I strongly encourage you to hold fast to this modern prophetic assurance during times of greatest distress and discouragement.
In a similar vein, some years ago President Nelson talked of the woman who had the issue of blood. She had spent more than a decade seeking remedies without success. She had spent her entire living on treatments that brought no relief. Some of you know exactly what that feels like. In what I believe can be best described as a case of “faithful desperation,” she found the Savior and reached out to touch His clothing. I imagine it was difficult to do, considering the many people who were there. In my mind’s eye, I see her stretching with all her might and even then just barely grasping the hem of his clothes. We know the result—she was healed. President Nelson talked about her experience, and how it can apply to others in such desperate circumstances:
When you reach up for the Lord’s power in your life with the same intensity that a drowning person has when grasping and gasping for air, power from Jesus Christ will be yours. . . . When you spiritually stretch beyond anything you have ever done before, then His power will flow into you.

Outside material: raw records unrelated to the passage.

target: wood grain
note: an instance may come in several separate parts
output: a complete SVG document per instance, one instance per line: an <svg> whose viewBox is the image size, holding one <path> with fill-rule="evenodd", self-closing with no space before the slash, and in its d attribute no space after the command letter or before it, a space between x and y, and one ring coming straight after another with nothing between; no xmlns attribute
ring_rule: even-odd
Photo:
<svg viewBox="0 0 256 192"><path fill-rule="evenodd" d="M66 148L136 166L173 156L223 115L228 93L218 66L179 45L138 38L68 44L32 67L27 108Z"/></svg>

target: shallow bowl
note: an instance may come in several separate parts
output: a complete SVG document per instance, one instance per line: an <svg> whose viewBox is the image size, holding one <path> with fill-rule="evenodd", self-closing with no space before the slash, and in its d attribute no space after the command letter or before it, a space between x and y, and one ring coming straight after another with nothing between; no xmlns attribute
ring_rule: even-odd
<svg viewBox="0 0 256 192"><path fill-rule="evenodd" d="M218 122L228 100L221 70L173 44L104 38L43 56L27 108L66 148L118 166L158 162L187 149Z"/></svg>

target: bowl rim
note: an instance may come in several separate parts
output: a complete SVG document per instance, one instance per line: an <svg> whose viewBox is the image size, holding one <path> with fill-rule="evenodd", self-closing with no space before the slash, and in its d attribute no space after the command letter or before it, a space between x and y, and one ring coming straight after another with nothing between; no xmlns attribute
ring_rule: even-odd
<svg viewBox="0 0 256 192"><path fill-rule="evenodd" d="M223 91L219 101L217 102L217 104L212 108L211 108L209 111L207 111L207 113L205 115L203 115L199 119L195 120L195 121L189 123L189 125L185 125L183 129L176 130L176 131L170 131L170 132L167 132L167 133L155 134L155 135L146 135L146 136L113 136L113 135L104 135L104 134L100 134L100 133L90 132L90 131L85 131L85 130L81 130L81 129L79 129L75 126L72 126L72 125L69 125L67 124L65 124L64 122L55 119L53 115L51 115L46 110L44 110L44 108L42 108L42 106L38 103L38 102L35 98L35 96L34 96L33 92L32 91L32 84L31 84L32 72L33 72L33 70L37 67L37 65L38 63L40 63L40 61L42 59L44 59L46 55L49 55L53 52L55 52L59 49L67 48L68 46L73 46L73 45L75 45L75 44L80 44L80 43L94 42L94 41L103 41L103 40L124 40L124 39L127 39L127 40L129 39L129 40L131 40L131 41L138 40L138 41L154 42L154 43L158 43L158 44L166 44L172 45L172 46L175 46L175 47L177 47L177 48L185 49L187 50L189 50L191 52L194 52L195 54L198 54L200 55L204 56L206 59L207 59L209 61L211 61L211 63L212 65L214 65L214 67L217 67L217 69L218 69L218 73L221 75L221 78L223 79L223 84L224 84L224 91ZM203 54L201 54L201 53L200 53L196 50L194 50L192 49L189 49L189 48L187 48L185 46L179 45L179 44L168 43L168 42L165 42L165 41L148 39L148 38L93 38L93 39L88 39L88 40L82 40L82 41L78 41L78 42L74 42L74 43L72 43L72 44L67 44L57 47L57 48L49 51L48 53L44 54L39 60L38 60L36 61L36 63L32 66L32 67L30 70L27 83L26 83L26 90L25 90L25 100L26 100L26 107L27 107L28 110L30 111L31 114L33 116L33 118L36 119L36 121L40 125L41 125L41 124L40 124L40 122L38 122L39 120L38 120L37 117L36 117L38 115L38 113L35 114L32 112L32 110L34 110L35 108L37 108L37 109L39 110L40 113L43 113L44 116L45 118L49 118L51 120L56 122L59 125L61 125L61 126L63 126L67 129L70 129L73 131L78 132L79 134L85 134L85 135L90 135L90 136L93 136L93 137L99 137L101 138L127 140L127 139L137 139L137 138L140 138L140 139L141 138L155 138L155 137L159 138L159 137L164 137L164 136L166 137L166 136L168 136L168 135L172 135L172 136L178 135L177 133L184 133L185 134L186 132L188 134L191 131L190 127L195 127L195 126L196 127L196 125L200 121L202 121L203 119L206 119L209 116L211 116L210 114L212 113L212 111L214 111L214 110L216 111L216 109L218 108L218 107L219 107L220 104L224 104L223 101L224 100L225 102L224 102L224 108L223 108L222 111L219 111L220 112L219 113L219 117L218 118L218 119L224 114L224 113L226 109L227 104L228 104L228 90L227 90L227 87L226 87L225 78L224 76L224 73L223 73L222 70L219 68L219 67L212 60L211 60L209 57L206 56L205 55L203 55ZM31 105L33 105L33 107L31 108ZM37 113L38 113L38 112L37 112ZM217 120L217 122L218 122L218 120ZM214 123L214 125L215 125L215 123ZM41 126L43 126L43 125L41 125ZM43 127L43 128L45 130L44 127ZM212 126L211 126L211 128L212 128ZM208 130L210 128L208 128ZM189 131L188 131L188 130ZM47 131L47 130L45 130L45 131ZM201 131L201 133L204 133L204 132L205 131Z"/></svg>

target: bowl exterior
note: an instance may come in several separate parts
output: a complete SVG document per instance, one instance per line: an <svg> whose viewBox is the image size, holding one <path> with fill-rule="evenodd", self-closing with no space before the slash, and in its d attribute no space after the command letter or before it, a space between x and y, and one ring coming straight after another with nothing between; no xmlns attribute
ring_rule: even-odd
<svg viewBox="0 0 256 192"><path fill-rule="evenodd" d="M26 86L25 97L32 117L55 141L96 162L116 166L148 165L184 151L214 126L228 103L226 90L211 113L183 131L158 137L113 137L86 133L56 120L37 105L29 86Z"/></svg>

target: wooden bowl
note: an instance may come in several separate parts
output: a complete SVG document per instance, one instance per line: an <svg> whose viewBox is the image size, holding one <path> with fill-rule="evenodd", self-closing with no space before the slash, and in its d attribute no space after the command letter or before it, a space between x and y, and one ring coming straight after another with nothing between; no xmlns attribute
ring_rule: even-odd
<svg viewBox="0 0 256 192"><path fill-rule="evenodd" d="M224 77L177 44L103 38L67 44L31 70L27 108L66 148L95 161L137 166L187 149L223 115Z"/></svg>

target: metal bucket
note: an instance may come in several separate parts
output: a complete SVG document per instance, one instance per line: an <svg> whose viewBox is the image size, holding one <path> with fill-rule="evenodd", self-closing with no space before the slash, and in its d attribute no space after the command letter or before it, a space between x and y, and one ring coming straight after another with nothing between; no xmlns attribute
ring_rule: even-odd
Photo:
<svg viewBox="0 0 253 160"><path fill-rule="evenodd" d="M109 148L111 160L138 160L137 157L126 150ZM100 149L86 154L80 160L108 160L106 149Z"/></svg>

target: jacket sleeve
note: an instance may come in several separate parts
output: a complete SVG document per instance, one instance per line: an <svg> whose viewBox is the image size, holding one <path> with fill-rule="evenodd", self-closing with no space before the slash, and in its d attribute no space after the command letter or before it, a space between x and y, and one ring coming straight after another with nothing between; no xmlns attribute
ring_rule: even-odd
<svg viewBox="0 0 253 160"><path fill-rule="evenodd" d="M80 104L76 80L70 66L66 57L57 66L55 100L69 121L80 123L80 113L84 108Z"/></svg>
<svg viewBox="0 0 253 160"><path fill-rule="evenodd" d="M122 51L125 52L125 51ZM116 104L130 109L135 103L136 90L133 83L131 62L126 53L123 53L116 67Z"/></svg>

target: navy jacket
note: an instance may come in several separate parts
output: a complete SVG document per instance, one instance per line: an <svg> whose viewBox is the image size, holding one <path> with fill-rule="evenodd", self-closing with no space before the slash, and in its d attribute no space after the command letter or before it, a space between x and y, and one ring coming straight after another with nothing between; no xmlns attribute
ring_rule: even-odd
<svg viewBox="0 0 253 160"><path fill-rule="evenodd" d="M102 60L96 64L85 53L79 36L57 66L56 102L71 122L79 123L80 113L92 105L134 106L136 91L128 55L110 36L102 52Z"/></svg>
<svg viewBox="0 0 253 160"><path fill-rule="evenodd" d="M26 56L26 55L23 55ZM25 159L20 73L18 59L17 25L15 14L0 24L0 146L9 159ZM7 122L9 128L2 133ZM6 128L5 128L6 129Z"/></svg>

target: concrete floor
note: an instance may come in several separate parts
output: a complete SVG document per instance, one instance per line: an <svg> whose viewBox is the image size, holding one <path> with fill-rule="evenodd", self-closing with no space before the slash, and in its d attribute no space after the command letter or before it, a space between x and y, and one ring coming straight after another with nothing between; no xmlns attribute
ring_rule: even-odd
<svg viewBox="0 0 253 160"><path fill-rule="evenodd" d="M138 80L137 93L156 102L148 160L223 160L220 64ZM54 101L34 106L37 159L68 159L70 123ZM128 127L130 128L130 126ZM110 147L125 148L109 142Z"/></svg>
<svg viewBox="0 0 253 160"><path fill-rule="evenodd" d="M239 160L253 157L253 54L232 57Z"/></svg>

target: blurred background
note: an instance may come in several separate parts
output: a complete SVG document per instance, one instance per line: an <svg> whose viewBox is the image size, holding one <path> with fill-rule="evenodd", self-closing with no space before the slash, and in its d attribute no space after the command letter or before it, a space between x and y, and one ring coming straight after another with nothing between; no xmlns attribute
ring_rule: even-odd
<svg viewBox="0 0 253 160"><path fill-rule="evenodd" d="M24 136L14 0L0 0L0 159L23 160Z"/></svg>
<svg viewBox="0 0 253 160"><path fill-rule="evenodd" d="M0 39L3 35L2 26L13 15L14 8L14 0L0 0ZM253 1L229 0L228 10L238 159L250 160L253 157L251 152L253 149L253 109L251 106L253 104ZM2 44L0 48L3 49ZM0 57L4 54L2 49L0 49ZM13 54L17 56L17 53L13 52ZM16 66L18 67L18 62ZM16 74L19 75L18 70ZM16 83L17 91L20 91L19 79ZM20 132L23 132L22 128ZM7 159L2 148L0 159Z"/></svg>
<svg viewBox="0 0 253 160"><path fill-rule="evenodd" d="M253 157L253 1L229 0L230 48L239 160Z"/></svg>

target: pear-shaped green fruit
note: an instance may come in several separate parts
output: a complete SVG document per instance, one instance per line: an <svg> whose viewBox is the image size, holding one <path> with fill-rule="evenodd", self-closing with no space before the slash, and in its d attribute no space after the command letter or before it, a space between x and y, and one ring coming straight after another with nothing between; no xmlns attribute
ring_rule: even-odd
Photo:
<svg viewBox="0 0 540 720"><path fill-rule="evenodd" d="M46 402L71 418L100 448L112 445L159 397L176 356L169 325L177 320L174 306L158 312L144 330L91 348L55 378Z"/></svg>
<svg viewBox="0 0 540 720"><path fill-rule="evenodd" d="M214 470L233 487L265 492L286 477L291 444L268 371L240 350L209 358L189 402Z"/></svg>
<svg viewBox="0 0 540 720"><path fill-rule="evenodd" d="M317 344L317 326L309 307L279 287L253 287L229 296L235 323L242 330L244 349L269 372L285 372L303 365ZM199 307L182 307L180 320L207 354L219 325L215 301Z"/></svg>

I fully acknowledge that I don’t know your specific situation. I’m sorry that some of the things I have written might have made you feel like you are the authors of your own suffering. I know you are struggling and the last thing you need is for someone to hand you another burden. However, I want you to know that I am firmly convinced of the Lord’s love for you. I know there is a personal plan for your redemption from the mental health issues that have plagued you for so long. I don’t know what that plan is, and your doctor or therapist or bishop probably doesn’t know what that plan is, but the Lord does. I believe He will reveal it to you, line upon line, in His due time. Quite frankly, that’s one of the reasons I so strongly promote getting closer to God as a means of helping with mental health issues. I think the more revelation we can receive, the more knowledge we gain, and the more clearly we can see our path to healing. That personalized path can be marked by all sorts of interventions, including clinical, medicinal, behavioral, and spiritual. Your path is yours alone. Others can provide helpful insights, but in truth, there is only One who has ever carried your specific grief and walked your painful path.
Alma taught the Nephite saints about the promised Messiah:
And he shall go forth, suffering pains and afflictions and temptations of every kind; and this that the word might be fulfilled which saith he will take upon him the pains and the sicknesses of his people. And he will take upon him death, that he may loose the bands of death which bind his people; and he will take upon him their infirmities, that his bowels may be filled with mercy, according to the flesh, that he may know according to the flesh how to succor his people according to their infirmities (Alma 7:11–12, emphasis added).
I recognize that only the Savior knows the full extent of your suffering, for He has experienced it on your behalf. Only He knows the most perfect way to help you achieve the peace and healing you so greatly desire. And I plead with you to do all in your power, stretching as far as you can, to reach Him and receive what He has to offer. God bless you with the strength and determination to do so.